The good news for potential buyers hoping to get an FHA loan is that the Federal Housing Administration has increased the loan limits for an FHA loan in nearly every county across the country. 

In 2019, the loan limit was $314,827. In 2020, that limit has increased to $331,760. This is an increase of almost $17,000 for counties all across the country.

A conforming loan (a type of conventional loan through Fannie Mae or Freddie Mac) limit is $510,400. The FHA limit is set at 65% of the conforming loan limit

There are 70 counties across the U.S. that are considered “high-cost areas.” These are counties where home prices are significantly higher than in other places in the country.

If you live in one of these counties, the FHA understands the costs of living there is much higher. The limit for 2020 for a “high-cost” county is $765,600. This higher limit is an increase of almost $40,000 from the 2019 limit. 

VA Loans

If you are a veteran from the United States military, you might consider a VA (Veteran’s Affairs) loan. It might be the key for you to step into homeownership. While a VA loan can involve a few more hoops to jump through to get, it might be worth it for you to consider if you are a veteran. 
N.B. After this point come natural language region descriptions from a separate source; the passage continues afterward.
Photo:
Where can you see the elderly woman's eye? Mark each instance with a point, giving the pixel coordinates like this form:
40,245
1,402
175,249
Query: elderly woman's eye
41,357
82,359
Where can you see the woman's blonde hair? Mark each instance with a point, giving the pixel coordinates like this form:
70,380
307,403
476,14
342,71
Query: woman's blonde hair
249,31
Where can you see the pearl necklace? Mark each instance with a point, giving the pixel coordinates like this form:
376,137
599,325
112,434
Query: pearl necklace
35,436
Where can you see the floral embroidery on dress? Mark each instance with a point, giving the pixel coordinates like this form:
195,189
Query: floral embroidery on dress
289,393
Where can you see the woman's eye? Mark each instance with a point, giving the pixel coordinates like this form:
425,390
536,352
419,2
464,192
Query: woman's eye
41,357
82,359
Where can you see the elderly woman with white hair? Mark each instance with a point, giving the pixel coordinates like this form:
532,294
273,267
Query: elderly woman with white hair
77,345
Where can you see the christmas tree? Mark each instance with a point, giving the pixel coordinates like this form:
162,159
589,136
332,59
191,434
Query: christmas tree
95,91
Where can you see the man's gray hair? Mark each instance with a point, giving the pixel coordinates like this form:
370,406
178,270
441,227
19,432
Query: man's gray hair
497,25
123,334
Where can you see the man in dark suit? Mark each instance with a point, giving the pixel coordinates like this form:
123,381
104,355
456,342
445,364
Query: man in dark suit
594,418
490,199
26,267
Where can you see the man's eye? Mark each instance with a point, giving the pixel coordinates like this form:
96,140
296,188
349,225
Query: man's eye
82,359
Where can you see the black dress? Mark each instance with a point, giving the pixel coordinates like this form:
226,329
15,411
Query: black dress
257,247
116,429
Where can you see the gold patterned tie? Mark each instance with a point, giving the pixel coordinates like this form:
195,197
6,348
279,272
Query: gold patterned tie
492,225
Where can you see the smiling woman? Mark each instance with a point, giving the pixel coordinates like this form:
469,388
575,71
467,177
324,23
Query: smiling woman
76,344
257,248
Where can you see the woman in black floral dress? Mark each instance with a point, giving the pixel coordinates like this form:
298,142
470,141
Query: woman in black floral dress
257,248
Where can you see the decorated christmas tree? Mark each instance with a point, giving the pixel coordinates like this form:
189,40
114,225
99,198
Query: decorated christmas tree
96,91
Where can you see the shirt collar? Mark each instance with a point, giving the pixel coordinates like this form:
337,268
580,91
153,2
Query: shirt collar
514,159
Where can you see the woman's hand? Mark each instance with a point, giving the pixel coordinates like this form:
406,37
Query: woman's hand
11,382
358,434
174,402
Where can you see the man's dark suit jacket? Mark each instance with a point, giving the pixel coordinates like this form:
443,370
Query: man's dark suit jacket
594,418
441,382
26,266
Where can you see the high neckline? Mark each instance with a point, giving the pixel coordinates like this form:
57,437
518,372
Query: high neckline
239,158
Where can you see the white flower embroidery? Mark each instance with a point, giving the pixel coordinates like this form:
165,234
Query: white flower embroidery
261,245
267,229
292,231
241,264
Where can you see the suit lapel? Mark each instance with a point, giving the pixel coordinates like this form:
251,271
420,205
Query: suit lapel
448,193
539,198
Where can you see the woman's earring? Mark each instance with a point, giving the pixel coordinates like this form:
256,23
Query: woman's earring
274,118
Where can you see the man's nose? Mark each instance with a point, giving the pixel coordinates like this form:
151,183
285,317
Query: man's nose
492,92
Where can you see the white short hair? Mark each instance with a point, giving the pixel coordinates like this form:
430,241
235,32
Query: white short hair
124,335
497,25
A VA loan is a type of loan you get from a private lender. However, it is backed by the Department of Veterans Affairs. There are some real financial advantages of VA loan over an FHA loan to consider. 

Eligibility

A VA loan obviously has some connection to military service. This can come in a variety of forms. So, who is eligible for a VA loan? If you meet one or more of these criteria, you can be eligible:

  • If you are a member of the regular military, veteran, reservists, and National Guard
  • Spouses of deceased or disabled veterans
  • Served at 6 months of active duty
  • Wartime service of 90 consecutive days of service
  • More than a half year of non-wartime service

If you are a reservist or National Guard member, six years of active service qualifies you for a VA loan

VA loans must also be for primary residences and not vacation homes or second properties.

Loan Features

Remember, that VA loans are still private loans that are backed by the VA. So, you must still meet the criteria of the private lender in regards to credit score, credit history, income verification, and debt to income ratio.

The real advantage of a VA loan compared to an FHA loan is that the borrower is not required to pay private mortgage insurance. Not having to pay PMI can save in monthly payments. It can also save the borrower thousands over the course of the loan.

Getting a low-income FHA loan requires those two types of insurance payments. This is money saved when you get a VA loan instead. There is, however, a one time fee attached to VA loans

2020 Limits

2020 has brought about some real changes for VA loans, some good and some not as good. 

First, the VA has, in most cases, removed the limits on a VA loan. This gives military personnel and veterans more buying power in the housing market, especially in high-cost areas.

2020 limits of $510,400 will remain in place for any eligible member who already has a VA loan of any type or has previously defaulted on a VA loan. This limit is the same set by the FHFA for conforming loans.

While the loan limit is lifted for most VA loans, a positive, the one fee associated with this loan is increasing. This fee varies depending on your circumstances.

If you are a first time VA loan buyer with no money down, you will pay a fee of 2.3% of the loan amount. This rate is up from 2.19% in 2019. This fee can be paid upfront or looped into the loan amount in most cases.

Understanding FHA and VA Loan Limits for 2020

Beyond finding the perfect house, there is much to consider when getting a mortgage for your home purchase. There are some real advantages to FHA and VA loans if you qualify. 

The increase in FHA loan limits and the VA loan limits removal makes them pretty desirable loan options.